Hemos recorrido paso a paso las bienaventuranzas, ya casi
terminamos de hacer comentarios al respecto, con el único objetivo de cobrar
conciencia de su importancia porque es camino a la felicidad. En esta entrega: “bienaventurados
los limpios de corazón, porque verán a Dios”.
Uno de los grandes valores de los hombres es la confianza,
porque ello permite poder entablar relaciones sinceras, verdaderas. Hoy
desconfiamos de quien se nos acerca porque tememos vengan con segundas
intensiones. Pero más allá, ello refleja el modo como veo a los otros es como
me veo a mi mismo.
En el mundo moderno, muchas personas buscan ser serviciales
con una doble intensión, para ver las ventajas a obtener, reduciendo las
relaciones interpersonales a un mero sentido utilitarista.
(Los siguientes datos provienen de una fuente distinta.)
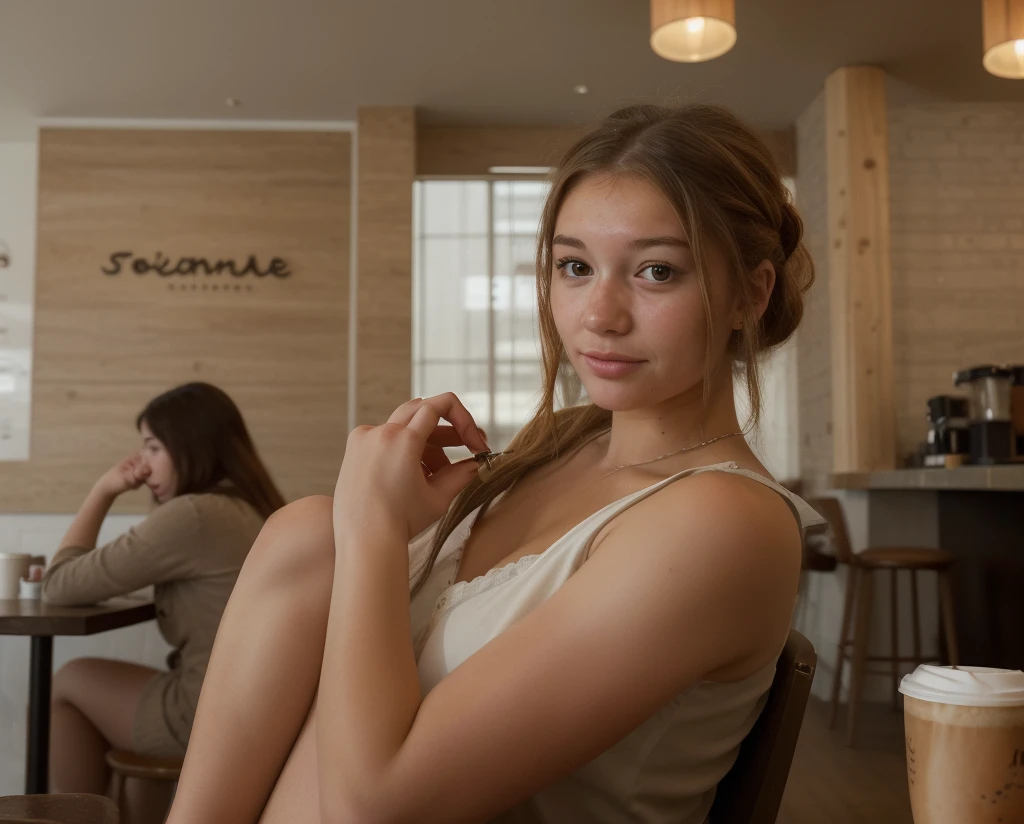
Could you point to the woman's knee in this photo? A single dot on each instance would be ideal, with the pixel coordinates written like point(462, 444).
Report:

Incluso no creemos
en la palabra del otro, porque buscamos otro sentido, o lo no dicho.
Incluso en el mundo de la caridad, se ha reducido todo a un
nuevo principio, haz el bien y cuéntalo o publícalo para darlo a conocer a
todos y así exaltar tu nombre o reputación.
Hoy aspiramos y buscamos la pureza y la claridad de
convicciones, para así poder confiar y vivir en la verdad. Anhelamos la pureza
de corazón. Jesús nos ve tal cual somos y su invitación es clara, a librarnos
de segundas intensiones. El primer paso para acercarnos y ver a Dios es tener
un corazón puro.
El corazón puro no está enturbiado, no se menos precia, no
condena, porque para ello es necesario confrontar nuestras pasiones, pero
necesitamos conocerlas. El corazón puro es senillo, limpio y claro, habla
siempre con verdad, dice lo que dice y no juzga los demás.
Para ello debemos pedirle a Jesús desde el fondo de nuestro
corazón en una oración humilde por la transformación. Si vemos en la escritura,
el pasaje evangélico de la Transfiguración nos permite comprender el proceso. Jesús
en su oración se transfigura, nosotros en la oración ponemos nuestro ser bajo
la mirada amorosa del Padre, quien trae la luz a mi vida.
Cuando Dios ilumina mi oscuridad, es capaz de encontrar la
autenticidad, se ser puros, de ser transparentes porque estamos en perfecta
sintonía con nosotros mismos. La felicidad prometida es la de ver a Dios.
Por tanto, lo más alto a lo cual el hombre puede aspirar, es
hacerse uno con Dios.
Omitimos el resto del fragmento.